# Male is sitting on nest...not female.



## Libby (Oct 19, 2015)

Hello, 
I am the proud happy owner of four doves, all rescues. I adopted two bonded males two years ago, and two other females separately a year ago...so one of my females laid an egg in a nest, which one of the males fertilized because I see the egg is veining. However, now the two bonded males are taking turns sitting on the egg. The female has nothing to do with it,is it ok to let the males hatch it? 
Can they feed it ect???


----------



## Ladygrey (Dec 10, 2016)

Yes they can and should incubate the egg and feed the young. Are these ring neck doves? If so you are lucky the males are bonded and not fighting which can happen in a mixed sex cage.


----------



## Libby (Oct 19, 2015)

Thank you Ladygrey!! Great news! They live in a huge aviary, all together, it's a barn with a pen attached aviary to g outside...so there's tons of space.

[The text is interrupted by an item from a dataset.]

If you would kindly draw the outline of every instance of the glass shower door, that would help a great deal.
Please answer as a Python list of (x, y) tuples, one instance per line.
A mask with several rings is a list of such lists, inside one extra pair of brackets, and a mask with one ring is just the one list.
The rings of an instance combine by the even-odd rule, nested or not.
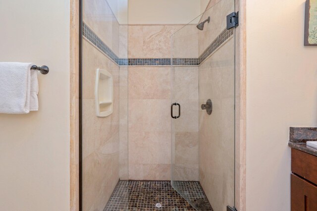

The males are a riot, completely bonded and happy as a couple! All ringnecks!


----------



## Ladygrey (Dec 10, 2016)

Libby said:


> Thank you Ladygrey!! Great news! They live in a huge aviary, all together, it's a barn with a pen attached aviary to g outside...so there's tons of space. The males are a riot, completely bonded and happy as a couple!


Same sexes can make good parents..lol.. I had a pigeon hen pair that I used as foster parents, they fed their fosters and I saw them feeding other babies in the breeding loft as well, the need to feed was really strong , they were a great pair.
I had ring neck dove hens that were flaky when it came to incubation and nesting so I never let her hatch any, just gave her fake eggs.


----------